Instinctively, Jeremiah Mock reached down for the tourniquet he kept in the left cargo pocket of his Army uniform. But it wasn't there.
This wasn't war - he'd been to war three times and survived five car bomb attacks without so much as a scratch. This was breakfast at Carson City IHOP which had turned into a combat zone when a lone gunman entered and opened fire.
Wrapping up a business breakfast with fellow officers of the Joint Force Headquarters Unit, Mock never saw it coming. With his back to the front door, he didn't see the gunman, nor did he hear the shots over the din of the restaurant and the construction outside.
He just felt an excruciating pain suddenly race up his right arm. He doubled over to grab his elbow, likely dodging the second round of gunfire that killed three of his companions.
When he looked up, he saw the kind of massacre he'd only seen in a war zone.
Mock slid to the floor and tied off his arm with his belt. And as he lay in his own blood on the restaurant floor, amid cries of panic and horror, one thought kept returning.
"I need to get this arm fixed so I can hold my boys," he said. "I just want to hold my wife and boys again."
•••
Sgt. 1st Class Mock, 32, had returned home at the end of June from a 10-month deployment to Afghanistan - his third combat tour. It was his first as a soldier in the Nevada National Guard, but he'd served a previous tour there while enlisted in the U.S. Army and another to Iraq.
He was no stranger to bloodshed. He'd witnessed gruesome death before, and wore a bracelet in honor of his friend Spc.

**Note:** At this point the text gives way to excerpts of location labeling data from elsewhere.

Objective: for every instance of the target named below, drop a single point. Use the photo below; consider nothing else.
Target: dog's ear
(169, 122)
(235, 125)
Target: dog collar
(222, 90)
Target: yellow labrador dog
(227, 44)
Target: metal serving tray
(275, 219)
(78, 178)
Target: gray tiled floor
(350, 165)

Justin Herbert who was killed in Afghanistan in 2003.
Mock took two months of leave when he returned, giving himself time to adjust to life at home and to help his wife with the two boys, one of whom was born while he was away.
He started work Sept. 1 and on Sept. 6, joined fellow members of the team for a breakfast meeting at IHOP to plan a family day to coincide with drill that weekend.

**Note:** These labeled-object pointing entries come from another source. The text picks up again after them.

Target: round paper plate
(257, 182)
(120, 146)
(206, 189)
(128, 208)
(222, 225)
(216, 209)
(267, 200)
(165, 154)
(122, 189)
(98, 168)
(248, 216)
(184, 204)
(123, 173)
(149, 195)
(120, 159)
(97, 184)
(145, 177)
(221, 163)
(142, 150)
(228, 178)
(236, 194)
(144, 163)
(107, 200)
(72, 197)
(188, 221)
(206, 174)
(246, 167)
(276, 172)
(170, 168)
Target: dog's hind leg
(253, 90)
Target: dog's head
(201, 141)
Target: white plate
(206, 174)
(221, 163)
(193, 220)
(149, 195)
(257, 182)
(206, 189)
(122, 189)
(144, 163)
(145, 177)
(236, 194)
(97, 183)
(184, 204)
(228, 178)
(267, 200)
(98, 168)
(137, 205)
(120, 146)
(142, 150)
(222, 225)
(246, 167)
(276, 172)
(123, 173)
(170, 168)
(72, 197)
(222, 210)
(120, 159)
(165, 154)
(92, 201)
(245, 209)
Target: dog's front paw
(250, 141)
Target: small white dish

The group members - Maj. Heath Kelly, Master Sgt. Christian Riege, Sgt. 1st Class Miranda McElhiney, Sgt. Cait Kelley and Mock - had paid the bill and were getting ready to leave when Eduardo Sencion, 32, opened fire with an assault rifle.
The five National Guardsmen were among 11 shot before Sencion killed himself.
Although losing a dangerous amount of blood, Mock concentrated on trying to keep everyone calm. He knew Sgt. Cait Kelly, who had been struck in the foot, was close to panic.
"I just tried to keep Sgt. Kelly from looking back at the table," he said. "She didn't need to look back at the table."
He kept her calm by assigning tasks: Tighten the belt around his arm, tie a belt around the leg of Wally Gunderson, who'd also been shot and whose wife, Florence, was killed.
•••
Healing from a humerus bone shattered in 11 places, Mock has found a way to cope with the devastation.
Like with his war experiences, he's found it helps to talk.
"People want to know what happened," he said. "And you're getting it out there. That helps a lot with the recovery."
But some details he doesn't share.
"Some of it people just don't need to know, and aren't ready to know," he said.
He's grateful to friends and family who offered support during his recovery. His wife's co-workers organized a schedule to provide meals, Army buddies flew in to help, neighbors took care of the lawn.
And he has nothing but praise for the first responders.
"If I ever had to go through the emergency room again," he said, "I'd want it to be at Carson Tahoe."
He still doesn't have full range of motion in his arm and can only work a couple of days a week, but is putting the tragedy behind him.
"One day doesn't define everything," he said. "I put it in perspective. For some reason, I was not chosen that day to leave. I'll never forget, but I'll use that experience to better myself as a person and keep moving."
Although he did not succumb to fear, he has changed some of his habits.
"I'll never sit with my back to the door again," he said.
And the bracelet he always wore in memory of his fallen comrade was lost during the attack. He recovered it from the sheriff's department, but it is too painful to place it on his wrist.
Instead, he said, he keeps it on the night stand beside his bed.
"Now, it's a reminder of everybody we've lost," he said. "It keeps me grounded."
Mock knows people look to him as a symbol of hope and resiliency, especially those who lost a loved one in the attack. And he offers his support to them.
"If that's what helps people get by, I'm good with that," he said.
He admits he has tough moments, but works to get through them.
"I've still got two boys to raise," he said. "I've got to be there for them."